Inflation will remain "stubborn" in the short term due to a reversal in tax breaks and seasonal pressures on transportation, the minutes added.
"This statement really rules out the possibility of any rate cut, but it would be unrealistic to reduce borrowing costs in this environment of quickening inflation," said Luciano Rostagno, chief strategist with Banco WestLB do Brasil in Sao Paulo.
The bank's inflation estimate for 2013 rose since its last meeting in November and remains above the center of the target range of 4.5 percent, the minutes said, without specifying its forecast inflation for this year.
That higher inflation projection takes into consideration a projected 5 percent increase in gasoline prices this year and a reduction of about 11 percent in electricity rates for household consumers.

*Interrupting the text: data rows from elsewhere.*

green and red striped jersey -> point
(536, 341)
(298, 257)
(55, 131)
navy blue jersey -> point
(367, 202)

President Dilma Rousseff's administration is scrambling to keep a lid on inflation, which rose faster in the month to mid-January than most analysts expected. Annual inflation for that period rose to 6.02 percent, well above that of regional peers like Mexico and Chile, whose economies are growing at a much faster pace.
Rousseff on Wednesday announced deeper-than-expected energy cuts to lower the costs for household consumers and businesses who pay some of the world's highest electricity bills. Those cuts should take some pressure off inflation as the year progresses, economists say.